Untitled Document

SECURITIES AND EXCHANGE COMMISSION

Washington, D.C. 20549

 
FORM 6-K
 
Report of Foreign Private Issuer
Pursuant to Rule 13a-16 or 15d-16 of the
Securities Exchange Act of 1934
 

For the month of December, 2008

Commission File Number 1-14493


VIVO PARTICIPAÇÕES S.A.
(Exact name of registrant as specified in its charter)
 
VIVO Holding Company
(Translation of Registrant's name into English)
 
Av. Roque Petroni Jr., no.1464, 6th floor – part, "B"building
04707-000 - São Paulo, SP
Federative Republic of Brazil
(Address of principal executive office)

Indicate by check mark whether the registrant files or will file annual reports under cover Form 20-F or Form 40-F.  Form 20-F ___X___ Form 40-F _______

 Indicate by check mark whether the registrant by furnishing the information contained in this Form is also thereby furnishing the information to the Commission pursuant to Rule 12g3-2(b) under the Securities Exchange Act of 1934.  

Yes _______ No ___X____

 


 

VIVO PARTICIPAÇÕES S.A.
Publicly-held company
CNPJ/MF 02.558.074/0001-73 - NIRE 35.300.158.792

TELEMIG CELULAR PARTICIPAÇÕES S.A.
Publicly-held company
CNPJ/MF 02.558.118/0001-65 - NIRE 31.300.025.357

TELEMIG CELULAR S.A.
Publicly-held company
CNPJ/MF 02.320.739/0001-06 NIRE 31.300.012.999

TCO IP S.A.
Closely-held company
CNPJ/MF 04.225.487/0001-61 - NIRE 35.300.357.213

NOTICE OF MATERIAL FACT

 

The Managements of Telemig Celular Participações S.A. (“Telemig Part.”), of Telemig Celular S.A. (“Telemig Celular”) and of Vivo Participações S.A. (“Vivo Participações”), inform that, it was approved on the shareholders extraordinary meetings of Telemig Part., Telemig Celular and TCO IP S.A., held on December 19, 2008, the corporate reorganization described in the notice of Material Fact dated of December 04, 2008, in which it was approved the total spin-off of TCO IP S.A., with the merger of part of its net worth into Telemig Celular and part into Telemig Celular Participações S.A., becoming Vivo Participações S.A. the direct shareholder of the referred companies.

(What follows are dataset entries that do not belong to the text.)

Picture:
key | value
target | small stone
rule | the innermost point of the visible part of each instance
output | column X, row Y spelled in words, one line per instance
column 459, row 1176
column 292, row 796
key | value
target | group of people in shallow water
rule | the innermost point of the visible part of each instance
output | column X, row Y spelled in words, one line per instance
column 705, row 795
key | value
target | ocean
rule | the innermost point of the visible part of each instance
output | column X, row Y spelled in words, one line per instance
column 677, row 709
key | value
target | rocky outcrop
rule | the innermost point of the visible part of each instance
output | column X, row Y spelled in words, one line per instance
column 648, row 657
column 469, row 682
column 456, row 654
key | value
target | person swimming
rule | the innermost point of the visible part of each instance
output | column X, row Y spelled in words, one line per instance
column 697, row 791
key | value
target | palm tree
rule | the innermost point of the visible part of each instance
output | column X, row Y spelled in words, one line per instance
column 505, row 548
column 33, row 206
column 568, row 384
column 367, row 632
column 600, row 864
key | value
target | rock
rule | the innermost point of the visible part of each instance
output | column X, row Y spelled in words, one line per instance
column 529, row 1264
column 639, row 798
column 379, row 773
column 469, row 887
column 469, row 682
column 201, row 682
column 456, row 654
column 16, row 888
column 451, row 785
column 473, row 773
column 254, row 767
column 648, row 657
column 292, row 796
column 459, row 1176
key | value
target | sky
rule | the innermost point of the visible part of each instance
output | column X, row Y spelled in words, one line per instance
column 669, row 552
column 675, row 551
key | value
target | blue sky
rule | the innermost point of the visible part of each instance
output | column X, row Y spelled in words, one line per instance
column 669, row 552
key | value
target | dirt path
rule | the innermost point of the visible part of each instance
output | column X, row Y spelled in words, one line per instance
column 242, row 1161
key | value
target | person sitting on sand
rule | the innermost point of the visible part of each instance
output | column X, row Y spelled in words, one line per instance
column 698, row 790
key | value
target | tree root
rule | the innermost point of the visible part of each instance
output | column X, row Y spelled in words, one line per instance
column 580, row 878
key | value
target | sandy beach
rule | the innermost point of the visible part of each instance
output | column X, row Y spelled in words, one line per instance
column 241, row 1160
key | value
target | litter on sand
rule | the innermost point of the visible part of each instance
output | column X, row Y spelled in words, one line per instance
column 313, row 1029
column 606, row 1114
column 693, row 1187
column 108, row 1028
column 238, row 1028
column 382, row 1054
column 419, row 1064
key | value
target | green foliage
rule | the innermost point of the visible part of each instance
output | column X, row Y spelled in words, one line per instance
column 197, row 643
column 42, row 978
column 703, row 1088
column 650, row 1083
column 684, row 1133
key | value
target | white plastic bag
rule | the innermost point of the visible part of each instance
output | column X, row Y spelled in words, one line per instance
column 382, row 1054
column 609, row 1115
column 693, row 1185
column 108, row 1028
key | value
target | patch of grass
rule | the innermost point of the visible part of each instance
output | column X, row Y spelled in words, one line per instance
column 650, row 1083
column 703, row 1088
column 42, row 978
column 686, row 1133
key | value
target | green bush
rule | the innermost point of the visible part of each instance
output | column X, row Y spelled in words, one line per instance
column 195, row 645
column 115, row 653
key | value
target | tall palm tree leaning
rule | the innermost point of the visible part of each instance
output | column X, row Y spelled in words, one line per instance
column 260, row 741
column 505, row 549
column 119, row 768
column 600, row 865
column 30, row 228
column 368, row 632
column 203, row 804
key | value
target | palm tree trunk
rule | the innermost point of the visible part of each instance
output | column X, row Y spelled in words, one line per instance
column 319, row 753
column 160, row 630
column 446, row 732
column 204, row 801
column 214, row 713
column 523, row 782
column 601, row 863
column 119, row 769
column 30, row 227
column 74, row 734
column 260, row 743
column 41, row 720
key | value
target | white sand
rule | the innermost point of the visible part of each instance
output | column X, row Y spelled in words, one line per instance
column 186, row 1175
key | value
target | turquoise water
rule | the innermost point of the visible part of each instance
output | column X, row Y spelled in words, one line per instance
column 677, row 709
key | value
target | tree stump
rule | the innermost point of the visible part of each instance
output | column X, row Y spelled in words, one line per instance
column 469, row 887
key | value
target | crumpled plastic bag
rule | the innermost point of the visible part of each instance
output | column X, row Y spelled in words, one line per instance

São Paulo, December 19, 2008.

Ernesto Gardelliano
Investor Relations Officer
Vivo Participações S.A.
Telemig Celular Participações S.A.
Telemig Celular S.A.

www.vivo.com.br/ir
www.telemigholding.com.br

 


SIGNATURE
   

Pursuant to the requirements of the Securities Exchange Act of 1934, the registrant has duly caused this report to be signed on its behalf by the undersigned, thereunto duly authorized.

Date: December 22, 2008

 
VIVO PARTICIPAÇÕES S.A.
By:
/S/ Ernesto Gardelliano

 
Ernesto Gardelliano
Investor Relations Officer
 
 
FORWARD-LOOKING STATEMENTS

This press release may contain forward-looking statements. These statements are statements that are not historical facts, and are based on management's current view and estimates of future economic circumstances, industry conditions, company performance and financial results. The words "anticipates", "believes", "estimates", "expects", "plans" and similar expressions, as they relate to the company, are intended to identify forward-looking statements. Statements regarding the declaration or payment of dividends, the implementation of principal operating and financing strategies and capital expenditure plans, the direction of future operations and the factors or trends affecting financial condition, liquidity or results of operations are examples of forward-looking statements. Such statements reflect the current views of management and are subject to a number of risks and uncertainties. There is no guarantee that the expected events, trends or results will actually occur. The statements are based on many assumptions and factors, including general economic and market conditions, industry conditions, and operating factors. Any changes in such assumptions or factors could cause actual results to differ materially from current expectations.